Catherine: How are you, old friend? I promise to come over real soon and catch up with you. I learned to stop sweating the small stuff in my thirties...who has time, right? Life is too precious to be wasted on this. Hope all is well....

L: I like your thought very much....chaos has magic in it, huh? I will have to remember that and perhaps next time I'm feeling life is a bit chaotic, it will change my perspective on how to react. Thank you for that one. Excellent!

Michelle: Welcome and thank you and you're welcome! LOL!

Megha: Lovely, vintage thoughts...I like that. Hope all is well my friend....

Leni Qinan said...

Oh Rebecca, your wise mother should be very proud of you. Your ‘morsels of sageness’ touched me, I saw my life reflected in some of them… I almost had tears in my eyes. Thanks for this wonderful post. I love your personal wisdom (please, allow me to call it this way). As a restless soul, I still have so much to learn…

((besos, abrazos y mil gracias; still from Holland, your post shines like a star in the night, even with this terrible Internet connection I’ve got!))

Judith Ellis said...

Beautiful response, Rebecca. I think we are truly sisters. Peace and love, my sister, my friend.

Lena said...

"that a quiet person is not necessarily an uninformed person"

How very, very relevant that one is!

Double "D" said...

My favorite music.

Anonymous said...

I don't know. And I don't think so.
But one thing is certain: the Devil is a Jewish invention that needs to be eradicated.
Beliefs are constructive but even more destructive.
The greatest evil is when one thinks one man can save the world.

Dutch donut girl said...

What a beautiful post!

The things I have learned so far;

- Don't judge people according to their appearance
- No matter who you are, if you believe in yourself, you can achieve all you goals and make your dreams come true
- Always trust your gut
- We all need someone
- What you get out is directly proportionate to what you put in
- Never take anything for granted
- life is about choices
- Everything will be OK
- Great minds do not think alike
- Letting go is the greatest freedom of all
- The only one holding you back is yourself

etc. :)

Thank you for stopping by my blog and leaving a comment!

The Real Mother Hen said...

I really like this list, so much wisdom in here.

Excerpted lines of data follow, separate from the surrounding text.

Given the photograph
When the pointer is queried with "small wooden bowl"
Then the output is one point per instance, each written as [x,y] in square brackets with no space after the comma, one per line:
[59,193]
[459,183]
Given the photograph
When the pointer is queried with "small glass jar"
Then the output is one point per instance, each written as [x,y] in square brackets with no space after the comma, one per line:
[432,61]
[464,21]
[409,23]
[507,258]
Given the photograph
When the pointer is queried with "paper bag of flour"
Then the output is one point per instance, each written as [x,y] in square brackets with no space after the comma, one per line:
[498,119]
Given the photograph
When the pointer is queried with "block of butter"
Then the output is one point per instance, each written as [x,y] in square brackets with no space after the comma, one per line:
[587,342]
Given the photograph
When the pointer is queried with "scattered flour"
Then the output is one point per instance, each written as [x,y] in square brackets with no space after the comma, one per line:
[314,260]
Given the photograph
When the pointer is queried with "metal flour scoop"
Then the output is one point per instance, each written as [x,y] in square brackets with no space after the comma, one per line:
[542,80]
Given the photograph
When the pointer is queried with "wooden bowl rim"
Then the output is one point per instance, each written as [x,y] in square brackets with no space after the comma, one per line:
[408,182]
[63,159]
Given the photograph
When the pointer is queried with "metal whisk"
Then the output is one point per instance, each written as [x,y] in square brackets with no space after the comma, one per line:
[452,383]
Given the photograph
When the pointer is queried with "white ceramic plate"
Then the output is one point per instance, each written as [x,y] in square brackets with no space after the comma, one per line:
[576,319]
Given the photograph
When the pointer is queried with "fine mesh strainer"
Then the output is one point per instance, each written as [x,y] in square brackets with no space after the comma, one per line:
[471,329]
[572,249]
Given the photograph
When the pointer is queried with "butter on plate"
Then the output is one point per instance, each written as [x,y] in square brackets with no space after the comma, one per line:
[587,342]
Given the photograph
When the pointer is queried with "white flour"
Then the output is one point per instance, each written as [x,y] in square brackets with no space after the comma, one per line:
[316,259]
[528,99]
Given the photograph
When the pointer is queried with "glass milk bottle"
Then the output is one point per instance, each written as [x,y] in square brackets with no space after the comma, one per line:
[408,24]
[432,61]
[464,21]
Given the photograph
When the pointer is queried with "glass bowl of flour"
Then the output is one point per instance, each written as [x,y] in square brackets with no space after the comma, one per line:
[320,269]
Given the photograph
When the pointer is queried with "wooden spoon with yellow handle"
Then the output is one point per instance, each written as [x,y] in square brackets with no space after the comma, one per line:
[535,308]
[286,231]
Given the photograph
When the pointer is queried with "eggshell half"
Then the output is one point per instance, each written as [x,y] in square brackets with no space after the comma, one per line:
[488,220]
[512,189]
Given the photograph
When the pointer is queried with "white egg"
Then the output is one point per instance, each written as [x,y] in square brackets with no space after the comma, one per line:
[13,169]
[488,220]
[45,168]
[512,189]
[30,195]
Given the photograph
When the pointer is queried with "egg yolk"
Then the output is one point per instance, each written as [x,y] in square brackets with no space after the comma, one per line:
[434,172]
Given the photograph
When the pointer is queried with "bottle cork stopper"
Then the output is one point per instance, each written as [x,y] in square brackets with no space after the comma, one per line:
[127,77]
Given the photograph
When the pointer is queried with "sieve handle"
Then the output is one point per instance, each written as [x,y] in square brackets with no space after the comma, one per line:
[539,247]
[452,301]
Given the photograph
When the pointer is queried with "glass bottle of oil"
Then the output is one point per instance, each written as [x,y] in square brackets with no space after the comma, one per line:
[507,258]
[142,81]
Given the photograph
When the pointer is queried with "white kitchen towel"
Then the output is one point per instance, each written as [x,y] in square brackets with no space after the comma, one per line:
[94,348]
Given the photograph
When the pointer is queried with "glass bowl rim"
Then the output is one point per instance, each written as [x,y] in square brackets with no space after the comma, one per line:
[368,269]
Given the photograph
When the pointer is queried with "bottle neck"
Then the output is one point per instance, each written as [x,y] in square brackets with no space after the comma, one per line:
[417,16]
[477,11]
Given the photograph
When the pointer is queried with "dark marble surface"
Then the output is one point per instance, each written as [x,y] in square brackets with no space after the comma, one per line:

Rose - The Center of My Self said...

I started reading these the other day when I was rushed ... then realized that these were to be savored, each one, not rushed through, so I just came back now and took my time. Delicious, nurturing, hopeful words. I especially love the first one about slowing down; having fibromyalgia and serious spinal issues have taught me to slow down and I feel I am able to see more clearly as a result. Chronic pain can be a great gift. And I love the one about surrending to something greater than the self. I agree, too, about the drinking; altering one's self doesn't provide the clarity of mind to find the answers. (And recent studies have shown that more than two drinks a week increases cancer risk.) A clear mind helps one to clear the heart and spirit, allowing the entire being to shine brilliantly.

I have a few "wisdom words" on my blog's sidebar, too. Some things I've learned are:
- that I should wag more and bark less
- that I should follow the example of babies to learn how to live in the present; they don't fret over the past, they don't worry about the future. They live completely in the moment.
- that everything always works out. Maybe not they way I wanted, but it always works out.
- that I am a spiritual being, having a human experience
- that the world needs each of us to fill the universe with love and peace in our every word, our every action, our every thought
- that I need to "stay on my own mat" and not judge others
- that I need to receive what I have been given
- that I sometimes need to simply "be"

Namaste

Carmen said...

I love love love this list.
i actually reflecting in one of them right now.
Thank YOU!

Janet said...

Thanks for stopping by my blog!

Your blog is fabulous, so I'm very glad to find it. I love your backgrounds and music selections. Oh, and your writing!

I'd like to add to this one: ~that you can be a good and caring mother(or girlfiend, or wife, or friend, or co-worker) but you can never be a savior.

Lilly said...

Oh this was a great list and I will be printing this out to refer to it. Shame evil exits. And I hope that good prevails. I do.